In  your log (/var/log/auth.log in the case of Mandrake)

Expected results:  Should get a prompt saying key changed.

A malicious user could gain access to valuable accounts

Workaround:

Use an ssh2 client with public keys with the ext method.

Comment 1 Paul Nasrat

2002-09-04 02:39:32 EDT

Created attachment 1924 [details]
Initial work to check keys

Comment 2 Paul Nasrat

2002-09-07 01:45:18 EDT

The attachment above is incorrect.  It throws an array out of bounds exception.  The 
following patch corrects it - currently I'm forcing an IOException untill I can get the format 
of the fingerprint ala the SSH 1.5 protocol (openssh style).

Comment 3 Paul Nasrat

2002-09-07 01:59:26 EDT

Created attachment 1948 [details]
Updated patch file

Comment 4 Paul Nasrat

2002-09-07 02:18:45 EDT

Apologies again - old file got uploaded.  Ignore previous patches, fixed and sorted out 
minor whitespace differences this time as well.

Comment 5 Paul Nasrat

2002-09-07 02:20:05 EDT

Created attachment 1949 [details]
Updated patch *IGNORE FIRST TWO*

Comment 6 Paul Nasrat

2002-09-24 09:47:30 EDT

I've done some more work, tested the fingerprint is identical to OpenSSH and
gone some way to storing state.

A patch will follow

Comment 7 Paul Nasrat

2002-09-24 09:48:28 EDT

Created attachment 2050 [details]
Refactored initial work to maintain state of known hosts

Comment 8 Boris Shingarov

2002-11-01 12:03:32 EST

Created attachment 2300 [details]
Patch working with native known_hosts

Comment 9 Paul Nasrat

2002-11-01 12:55:30 EST

This patch will also work with Eclipse on OS X, but doesn't check for it.

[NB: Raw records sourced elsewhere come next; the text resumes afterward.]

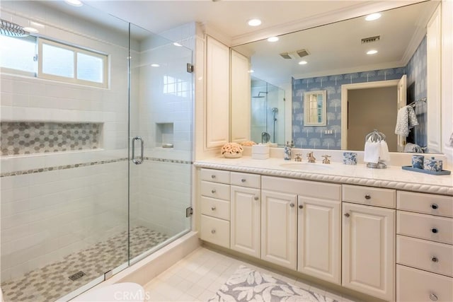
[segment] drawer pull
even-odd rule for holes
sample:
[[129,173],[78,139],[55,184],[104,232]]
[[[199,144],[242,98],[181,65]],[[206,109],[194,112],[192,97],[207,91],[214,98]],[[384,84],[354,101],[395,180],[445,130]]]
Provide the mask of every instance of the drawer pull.
[[439,233],[439,230],[437,230],[437,228],[431,228],[431,231],[432,231],[432,233],[434,233],[435,234],[436,233]]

Comment 10 Boris Shingarov

2002-11-01 13:33:15 EST

Created attachment 2301 [details]
Same patch without depending on 1.4 features

Comment 11 Boris Shingarov

2002-11-01 14:17:37 EST

Created attachment 2302 [details]
Real version

Comment 12 Michael Valenta

2002-11-01 14:48:22 EST

Fix released to HEAD

Comment 13 Boris Shingarov

2002-11-04 13:36:39 EST

Well, I'm not familiar with OS X.
The problem is that the real question to ask when determining the location of 
known_hosts would be: "do we have a native ssh installation on this platform", 
with the answer presumably yes for unix and unix-like ones.  Unfortunately, 
Core does not give us an API to ask whether the platform is unix-like.